By recording neural activity in the primary visual cortex (V1) and anterior cingulate cortex (ACC) of mice the collaboration between the two labs yielded important discoveries. A multiplexed representation was shown to accommodate various task-relevant pieces of information in a manner that prevented interference between them. The geometry of this representation space of independent information could be visualized as a low-dimensional orthogonal coordinate system, where coordinates corresponded to these pieces of information. Individual neurons typically multiplex between various units of information, but on the population level the overall representation is remarkably orthogonal. This multiplexed orthogonal representation seemed to be present as early as V1. However, investigations revealed that it was the ACC where irrelevant information was dynamically suppressed; when a particular piece of information was relevant to reach the right decision, the information was safely guarded, but once the information became irrelevant, the information was washed out from the activity space of recorded neurons.

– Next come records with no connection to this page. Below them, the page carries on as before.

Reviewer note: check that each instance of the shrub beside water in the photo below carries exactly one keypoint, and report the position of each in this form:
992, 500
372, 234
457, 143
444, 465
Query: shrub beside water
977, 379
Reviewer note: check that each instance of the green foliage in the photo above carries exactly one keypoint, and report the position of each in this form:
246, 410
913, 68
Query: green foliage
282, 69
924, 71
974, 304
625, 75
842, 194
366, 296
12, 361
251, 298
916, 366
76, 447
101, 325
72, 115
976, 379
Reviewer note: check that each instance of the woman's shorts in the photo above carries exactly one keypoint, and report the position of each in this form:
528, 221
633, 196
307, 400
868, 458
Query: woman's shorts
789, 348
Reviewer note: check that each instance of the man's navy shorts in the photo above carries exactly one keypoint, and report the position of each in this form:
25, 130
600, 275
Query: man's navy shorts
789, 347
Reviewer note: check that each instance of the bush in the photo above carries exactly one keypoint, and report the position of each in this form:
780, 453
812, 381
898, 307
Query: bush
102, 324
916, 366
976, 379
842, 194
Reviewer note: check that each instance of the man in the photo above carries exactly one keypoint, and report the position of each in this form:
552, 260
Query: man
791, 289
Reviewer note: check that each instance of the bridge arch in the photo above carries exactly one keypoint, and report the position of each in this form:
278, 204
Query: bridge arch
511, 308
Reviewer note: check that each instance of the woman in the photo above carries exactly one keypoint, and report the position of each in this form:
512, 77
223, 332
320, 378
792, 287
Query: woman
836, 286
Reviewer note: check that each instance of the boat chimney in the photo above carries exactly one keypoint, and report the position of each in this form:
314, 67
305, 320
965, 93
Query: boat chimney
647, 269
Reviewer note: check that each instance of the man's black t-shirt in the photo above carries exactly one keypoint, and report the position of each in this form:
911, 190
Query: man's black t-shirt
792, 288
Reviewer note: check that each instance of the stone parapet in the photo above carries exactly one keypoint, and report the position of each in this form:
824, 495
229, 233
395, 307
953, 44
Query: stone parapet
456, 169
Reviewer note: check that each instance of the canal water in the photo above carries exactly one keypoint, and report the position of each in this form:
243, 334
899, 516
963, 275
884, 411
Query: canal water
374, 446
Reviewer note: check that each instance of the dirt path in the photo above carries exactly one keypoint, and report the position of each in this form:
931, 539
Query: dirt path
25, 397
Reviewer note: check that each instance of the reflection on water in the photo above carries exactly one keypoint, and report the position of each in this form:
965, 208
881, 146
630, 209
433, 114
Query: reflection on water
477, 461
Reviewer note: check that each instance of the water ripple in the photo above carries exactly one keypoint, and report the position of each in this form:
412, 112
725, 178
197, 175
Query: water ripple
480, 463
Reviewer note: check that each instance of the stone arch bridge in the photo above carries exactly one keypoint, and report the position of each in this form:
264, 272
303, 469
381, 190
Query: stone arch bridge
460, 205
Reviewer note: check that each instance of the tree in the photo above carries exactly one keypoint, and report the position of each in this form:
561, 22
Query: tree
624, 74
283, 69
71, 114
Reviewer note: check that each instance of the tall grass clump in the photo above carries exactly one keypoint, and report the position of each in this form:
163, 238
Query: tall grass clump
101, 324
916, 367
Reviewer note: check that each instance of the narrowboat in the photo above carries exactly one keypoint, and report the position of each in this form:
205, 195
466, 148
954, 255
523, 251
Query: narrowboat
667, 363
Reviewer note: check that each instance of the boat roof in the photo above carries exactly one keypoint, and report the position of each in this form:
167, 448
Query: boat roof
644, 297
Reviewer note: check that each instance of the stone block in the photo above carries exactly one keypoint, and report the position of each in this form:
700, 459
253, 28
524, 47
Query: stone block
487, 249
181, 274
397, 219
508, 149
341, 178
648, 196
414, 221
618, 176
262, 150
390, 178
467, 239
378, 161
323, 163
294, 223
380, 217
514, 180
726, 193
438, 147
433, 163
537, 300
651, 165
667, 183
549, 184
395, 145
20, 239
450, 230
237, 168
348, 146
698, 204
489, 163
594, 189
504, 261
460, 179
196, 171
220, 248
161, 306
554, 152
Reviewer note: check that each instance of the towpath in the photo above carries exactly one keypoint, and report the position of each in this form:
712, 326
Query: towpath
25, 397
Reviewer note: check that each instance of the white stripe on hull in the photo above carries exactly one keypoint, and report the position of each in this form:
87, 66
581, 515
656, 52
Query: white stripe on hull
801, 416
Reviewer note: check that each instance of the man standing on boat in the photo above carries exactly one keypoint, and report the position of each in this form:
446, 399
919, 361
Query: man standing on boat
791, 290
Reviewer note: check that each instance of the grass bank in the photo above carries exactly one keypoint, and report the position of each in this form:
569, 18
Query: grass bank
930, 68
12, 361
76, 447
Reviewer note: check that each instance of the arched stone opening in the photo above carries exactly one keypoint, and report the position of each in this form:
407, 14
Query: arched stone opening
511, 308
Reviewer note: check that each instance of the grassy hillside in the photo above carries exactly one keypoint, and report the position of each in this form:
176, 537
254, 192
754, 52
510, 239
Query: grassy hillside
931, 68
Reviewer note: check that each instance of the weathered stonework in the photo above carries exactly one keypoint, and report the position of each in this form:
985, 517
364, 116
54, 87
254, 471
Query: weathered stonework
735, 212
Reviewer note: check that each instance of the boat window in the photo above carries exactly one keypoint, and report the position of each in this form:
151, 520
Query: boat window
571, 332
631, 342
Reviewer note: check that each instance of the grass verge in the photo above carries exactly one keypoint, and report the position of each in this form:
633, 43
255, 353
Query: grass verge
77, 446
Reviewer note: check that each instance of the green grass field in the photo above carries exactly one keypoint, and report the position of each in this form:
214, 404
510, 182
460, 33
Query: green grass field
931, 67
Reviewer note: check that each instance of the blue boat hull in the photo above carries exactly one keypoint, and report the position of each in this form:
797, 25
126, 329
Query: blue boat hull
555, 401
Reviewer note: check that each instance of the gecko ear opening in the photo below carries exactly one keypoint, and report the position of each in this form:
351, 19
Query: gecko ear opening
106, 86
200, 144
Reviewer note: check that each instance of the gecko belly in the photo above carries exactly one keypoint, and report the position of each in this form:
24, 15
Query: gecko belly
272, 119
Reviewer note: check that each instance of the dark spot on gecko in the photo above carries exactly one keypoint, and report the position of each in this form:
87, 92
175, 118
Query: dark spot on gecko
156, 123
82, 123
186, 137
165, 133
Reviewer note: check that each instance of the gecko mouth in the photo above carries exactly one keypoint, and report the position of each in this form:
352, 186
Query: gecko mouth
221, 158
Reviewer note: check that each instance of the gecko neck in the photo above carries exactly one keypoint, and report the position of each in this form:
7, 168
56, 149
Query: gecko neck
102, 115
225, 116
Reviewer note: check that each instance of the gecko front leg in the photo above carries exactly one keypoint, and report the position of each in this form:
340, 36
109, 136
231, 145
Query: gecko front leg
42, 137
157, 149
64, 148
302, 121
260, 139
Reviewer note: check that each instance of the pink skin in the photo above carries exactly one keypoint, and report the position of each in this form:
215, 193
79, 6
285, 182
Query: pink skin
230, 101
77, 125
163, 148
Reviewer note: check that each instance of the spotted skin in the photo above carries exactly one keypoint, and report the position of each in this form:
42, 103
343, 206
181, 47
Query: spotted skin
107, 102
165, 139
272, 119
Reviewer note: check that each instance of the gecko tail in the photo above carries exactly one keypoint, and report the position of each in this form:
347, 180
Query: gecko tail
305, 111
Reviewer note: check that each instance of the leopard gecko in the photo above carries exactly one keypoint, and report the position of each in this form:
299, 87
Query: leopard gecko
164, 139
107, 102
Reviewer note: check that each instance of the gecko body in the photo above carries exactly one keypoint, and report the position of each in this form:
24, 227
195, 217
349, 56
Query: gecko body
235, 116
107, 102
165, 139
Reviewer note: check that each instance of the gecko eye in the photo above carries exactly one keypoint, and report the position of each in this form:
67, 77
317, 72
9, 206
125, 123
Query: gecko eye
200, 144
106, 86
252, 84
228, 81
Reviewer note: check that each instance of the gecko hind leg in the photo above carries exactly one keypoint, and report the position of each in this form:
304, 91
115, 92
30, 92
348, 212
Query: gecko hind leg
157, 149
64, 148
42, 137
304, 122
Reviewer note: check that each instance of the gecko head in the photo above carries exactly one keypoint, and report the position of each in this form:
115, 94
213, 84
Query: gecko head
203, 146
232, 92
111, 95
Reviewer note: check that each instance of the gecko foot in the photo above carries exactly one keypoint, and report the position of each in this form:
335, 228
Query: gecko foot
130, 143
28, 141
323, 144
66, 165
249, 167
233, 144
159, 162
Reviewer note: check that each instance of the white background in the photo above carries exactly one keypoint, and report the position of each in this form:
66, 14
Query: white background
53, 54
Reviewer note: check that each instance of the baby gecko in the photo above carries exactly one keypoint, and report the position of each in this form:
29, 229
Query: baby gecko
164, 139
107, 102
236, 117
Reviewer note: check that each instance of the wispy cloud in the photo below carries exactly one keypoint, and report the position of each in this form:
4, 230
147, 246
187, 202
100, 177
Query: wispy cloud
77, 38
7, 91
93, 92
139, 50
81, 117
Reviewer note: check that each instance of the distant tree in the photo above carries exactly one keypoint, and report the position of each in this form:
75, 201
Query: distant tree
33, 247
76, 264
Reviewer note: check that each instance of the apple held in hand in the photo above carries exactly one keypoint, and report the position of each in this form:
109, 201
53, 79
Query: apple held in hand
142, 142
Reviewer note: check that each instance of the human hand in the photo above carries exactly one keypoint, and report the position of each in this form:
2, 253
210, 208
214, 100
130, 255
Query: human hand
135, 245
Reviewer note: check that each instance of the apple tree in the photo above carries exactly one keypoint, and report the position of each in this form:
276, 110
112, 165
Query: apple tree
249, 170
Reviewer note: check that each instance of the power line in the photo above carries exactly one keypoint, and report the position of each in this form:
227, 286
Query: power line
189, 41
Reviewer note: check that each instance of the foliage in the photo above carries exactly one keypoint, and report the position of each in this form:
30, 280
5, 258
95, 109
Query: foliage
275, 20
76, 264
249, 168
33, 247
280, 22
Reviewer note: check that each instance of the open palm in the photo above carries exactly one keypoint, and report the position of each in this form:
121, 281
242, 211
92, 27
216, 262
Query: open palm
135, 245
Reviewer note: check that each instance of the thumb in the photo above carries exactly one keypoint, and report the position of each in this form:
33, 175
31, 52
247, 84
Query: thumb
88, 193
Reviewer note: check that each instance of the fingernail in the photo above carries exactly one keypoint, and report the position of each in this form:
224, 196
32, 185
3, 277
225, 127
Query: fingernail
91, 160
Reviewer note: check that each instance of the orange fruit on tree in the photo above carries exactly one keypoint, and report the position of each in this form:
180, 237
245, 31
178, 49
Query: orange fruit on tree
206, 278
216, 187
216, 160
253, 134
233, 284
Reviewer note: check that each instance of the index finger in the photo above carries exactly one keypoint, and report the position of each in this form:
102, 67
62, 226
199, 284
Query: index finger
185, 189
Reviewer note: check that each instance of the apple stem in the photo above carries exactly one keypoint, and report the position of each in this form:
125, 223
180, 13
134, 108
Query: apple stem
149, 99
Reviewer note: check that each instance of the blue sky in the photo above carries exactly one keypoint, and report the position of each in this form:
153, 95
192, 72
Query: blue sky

Analyses revealed that the orthogonal representation is particularly suited to suppress irrelevant information without interfering with relevant information. The latter study, first authored by Márton Hajnal, highlighted a computational mechanism, attention-gated suppression that they first identified in an artificial neural network trained to perform a task identical to the one trained to mice; and later came up with a signature of this computation that was also identified in ACC recordings. In summary, the paper argues that ACC effectively operates on low-dimensional neuronal subspaces to combine stimulus-related information with internal cues to drive actions under conflict by suppressing information irrelevant for the current task.